Culture «territorialiste»

«Israël n’a en aucun cas influencé notre choix», se défend Jurriaan Cooiman, fondateur et directeur de Culturescapes. «Cela fait d’ailleurs partie du contrat que nous passons avec les ambassades. Nous devons être libres dans notre choix des artistes que nous produisons.» Selon lui, les seules pressions subies lors de la programmation proviennent de la campagne BDS.

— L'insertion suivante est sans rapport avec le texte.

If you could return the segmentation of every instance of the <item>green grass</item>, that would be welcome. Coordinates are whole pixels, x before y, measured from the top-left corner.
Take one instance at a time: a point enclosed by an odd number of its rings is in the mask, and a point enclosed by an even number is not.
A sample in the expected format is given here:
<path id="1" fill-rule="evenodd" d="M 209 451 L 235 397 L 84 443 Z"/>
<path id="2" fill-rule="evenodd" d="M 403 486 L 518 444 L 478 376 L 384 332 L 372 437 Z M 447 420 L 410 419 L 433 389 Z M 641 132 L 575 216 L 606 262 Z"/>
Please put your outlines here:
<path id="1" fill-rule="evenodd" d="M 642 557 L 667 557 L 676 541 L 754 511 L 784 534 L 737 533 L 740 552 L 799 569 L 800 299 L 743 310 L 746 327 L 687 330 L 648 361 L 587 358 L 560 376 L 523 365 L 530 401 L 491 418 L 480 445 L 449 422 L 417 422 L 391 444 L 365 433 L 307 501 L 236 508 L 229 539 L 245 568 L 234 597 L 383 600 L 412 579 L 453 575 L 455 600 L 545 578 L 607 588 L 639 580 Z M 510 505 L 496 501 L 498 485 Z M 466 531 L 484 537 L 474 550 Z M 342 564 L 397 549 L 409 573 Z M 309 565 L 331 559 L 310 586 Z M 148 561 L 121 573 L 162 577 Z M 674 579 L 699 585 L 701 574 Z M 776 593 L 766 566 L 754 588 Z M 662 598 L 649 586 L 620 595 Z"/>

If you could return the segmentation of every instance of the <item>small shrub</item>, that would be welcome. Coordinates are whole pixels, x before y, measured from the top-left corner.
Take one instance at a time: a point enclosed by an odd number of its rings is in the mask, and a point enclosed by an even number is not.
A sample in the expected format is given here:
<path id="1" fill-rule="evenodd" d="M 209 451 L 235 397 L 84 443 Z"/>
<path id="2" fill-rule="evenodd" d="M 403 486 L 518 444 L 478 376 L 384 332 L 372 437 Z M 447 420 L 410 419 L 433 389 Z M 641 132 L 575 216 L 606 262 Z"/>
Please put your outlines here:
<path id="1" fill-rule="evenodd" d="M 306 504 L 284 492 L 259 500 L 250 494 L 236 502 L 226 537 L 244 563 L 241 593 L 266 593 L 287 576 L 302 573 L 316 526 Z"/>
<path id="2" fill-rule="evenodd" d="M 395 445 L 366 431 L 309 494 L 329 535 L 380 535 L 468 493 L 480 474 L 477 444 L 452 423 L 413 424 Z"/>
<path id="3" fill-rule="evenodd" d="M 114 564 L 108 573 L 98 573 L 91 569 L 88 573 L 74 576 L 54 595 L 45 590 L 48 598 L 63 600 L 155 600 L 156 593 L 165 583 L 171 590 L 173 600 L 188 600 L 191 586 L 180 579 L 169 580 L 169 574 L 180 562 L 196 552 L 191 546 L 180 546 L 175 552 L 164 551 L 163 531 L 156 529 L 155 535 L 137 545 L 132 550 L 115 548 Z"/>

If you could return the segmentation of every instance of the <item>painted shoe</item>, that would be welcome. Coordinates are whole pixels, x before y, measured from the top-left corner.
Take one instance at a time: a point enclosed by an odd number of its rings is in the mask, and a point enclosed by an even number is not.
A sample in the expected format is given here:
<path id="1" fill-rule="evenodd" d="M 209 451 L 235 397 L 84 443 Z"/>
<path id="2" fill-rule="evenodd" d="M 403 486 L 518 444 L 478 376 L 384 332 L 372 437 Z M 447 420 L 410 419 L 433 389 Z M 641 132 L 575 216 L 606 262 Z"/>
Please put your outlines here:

Pour Tobia Schnebli, membre du Comité Urgence Palestine, qui soutient l’appel du BDS, la définition même de Culturescapes pose problème: celui d’une culture définie par un territoire. «La culture est faite d’apports extérieurs et d’échanges. C’est d’autant plus vrai en Israël, terre d’immigration en provenance d’horizons différents. Mais, dans ce mélange, la culture préexistante ne doit pas être niée. Or la programmation du festival fait abstraction de la période précédant l’Etat d’Israël.» En d’autres termes, les Palestiniens d’Israël sont sous-représentés à ses yeux. «Nous ne cherchons pas à refléter la population au prorata de ses origines», rétorque M. Cooiman. «Le but de la manifestation est de présenter un panel le plus large possible d’artistes israéliens. Dont bon nombre d’écrivains ou de cinéastes indépendants. Il y a une véritable culture de la protestation en Israël qui doit par conséquent être représentée dans le festival.»

La culture ne devrait pas être récupérée pour le combat politique, s’accordent à dire les deux conseillers nationaux Martine Brunschwig Graf et Carlo Sommaruga, tous deux membres de la commission de politique étrangère. Pour la première, «la culture est un véhicule de communication non agressif, elle permet de mieux comprendre l’autre». Le boycott punit les artistes et ne résout rien, estime la libérale. Pour sa part, le socialiste dénonce l’utilisation par l’Etat hébreu de la culture comme arme de communication. «Le boycott cessera le jour où le gouvernement abandonnera cette stratégie», analyse M. Sommaruga.

 

Quatre ou cinq retraits

L’impact de l’appel du BDS est resté faible, déclare M. Cooiman. Quatre ou cinq partenaires sur la quarantaine que réunit Culturescapes se sont retirés. «Une manifestation a eu lieu le 14 septembre à Bâle lors du vernissage de l’exposition au Kunsthaus.»

Par ailleurs, la lettre ouverte adressée au danseur phare de la compagnie genevoise Alias, Guilherme Botelho - notre édition du 27 août (1), lui demandant d’annuler les dates de ses représentations à Tel-Aviv, n’a pas eu l’effet escompté, indique Sabina Schwarzenbach, cheffe de la communication chez Pro Helvetia, partenaire de Swiss season, un événement lié à Culturescapes.